Of the 196 patients analyzed, 138 (84 naïve, 28 starting ETV, and 26 starting TDF) had no SPT at inclusion. At M24, the prevalence of SPT was not statistically different between naïve and either treated group (21.1% vs 30.7%, P < 0.42 and 50.0% vs 30.7%, P = 0.32 for ETV and TDF, respectively); no patient had an eGFR lower than 50 mL/min/1.73 m² or phosphatemia less than 0.48 mmoL/L. In the multivariate analysis, no explanatory variables were identified after adjustment. The cumulative incidence of SPT over 24 mo (25.5%, 13.3%, and 52.9% in the naïve, ETV, and TDF groups, respectively) tended to be higher in the TDF group vs the naïve group (hazard ratio: 2.283, P = 0.05). SPT-free survival at M24 was 57.6%, 68.8%, and 23.5% for the naïve, ETV, and TDF groups, respectively. The median survival time without SPT, evaluated only in the TDF group, was 5.9 mo.
The prevalence and incidence of SPT was higher in TDF-treated patients compared to naïve patients. SPT in the naïve population suggests that HBV can induce renal tubular toxicity.

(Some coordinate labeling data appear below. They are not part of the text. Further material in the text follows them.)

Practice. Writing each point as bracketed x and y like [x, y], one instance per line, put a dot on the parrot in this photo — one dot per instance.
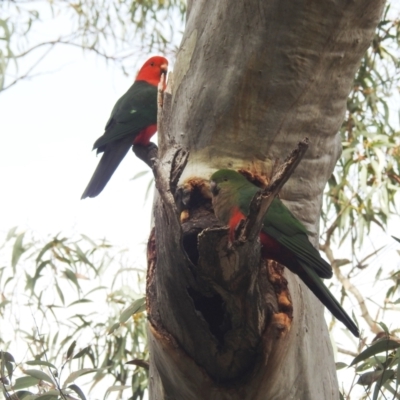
[283, 237]
[133, 121]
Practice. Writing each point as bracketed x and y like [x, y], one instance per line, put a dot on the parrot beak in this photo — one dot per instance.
[214, 188]
[164, 68]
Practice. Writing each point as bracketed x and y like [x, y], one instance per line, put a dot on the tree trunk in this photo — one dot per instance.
[251, 79]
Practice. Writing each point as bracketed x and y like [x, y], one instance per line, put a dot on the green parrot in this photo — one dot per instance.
[133, 121]
[283, 238]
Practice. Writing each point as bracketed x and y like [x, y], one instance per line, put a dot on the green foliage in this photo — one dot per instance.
[363, 188]
[378, 367]
[115, 30]
[82, 313]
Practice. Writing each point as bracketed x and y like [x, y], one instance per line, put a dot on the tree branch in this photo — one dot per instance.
[263, 199]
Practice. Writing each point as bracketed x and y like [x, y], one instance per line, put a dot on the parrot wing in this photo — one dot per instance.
[113, 153]
[133, 112]
[284, 227]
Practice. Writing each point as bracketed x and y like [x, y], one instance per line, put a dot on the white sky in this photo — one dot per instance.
[48, 127]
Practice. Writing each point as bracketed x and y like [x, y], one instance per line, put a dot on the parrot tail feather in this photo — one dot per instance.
[315, 284]
[111, 158]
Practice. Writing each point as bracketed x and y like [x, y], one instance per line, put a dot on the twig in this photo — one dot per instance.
[263, 199]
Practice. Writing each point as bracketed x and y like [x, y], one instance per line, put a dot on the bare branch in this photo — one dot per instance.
[263, 199]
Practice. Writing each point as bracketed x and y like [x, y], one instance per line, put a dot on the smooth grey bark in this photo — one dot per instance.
[252, 78]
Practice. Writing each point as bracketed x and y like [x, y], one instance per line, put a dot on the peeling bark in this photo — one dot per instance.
[252, 78]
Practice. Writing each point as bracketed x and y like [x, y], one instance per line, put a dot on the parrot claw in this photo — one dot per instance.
[148, 153]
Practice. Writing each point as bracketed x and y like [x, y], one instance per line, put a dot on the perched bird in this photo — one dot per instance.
[283, 238]
[133, 121]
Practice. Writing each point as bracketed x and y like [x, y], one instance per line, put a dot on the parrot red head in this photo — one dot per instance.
[152, 70]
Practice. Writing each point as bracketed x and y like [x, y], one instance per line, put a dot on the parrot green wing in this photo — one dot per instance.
[134, 111]
[284, 227]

Core Tip: The objective of this prospective, multicenter study was to determine the 24 mo prevalence and incidence of subclinical proximal tubulopathy (SPT) in hepatitis B virus (HBV)-monoinfected patients that were either treatment-naïve or treated with nucleot(s)ide analogues. Data on early SPT markers, the estimated glomerular filtration rate and phosphatemia, were collected quarterly from 196 patients. The prevalence and incidence of SPT was higher in tenofovir disoproxil-treated patients compared to naïve patients. The median survival time without SPT (time during which more than 50% of the patients remained SPT-free), evaluated only in the tenofovir disoproxil-treated group, was 5.9 mo. SPT was detected in the naïve population, indicating possible HBV-induced toxicity in renal tubules.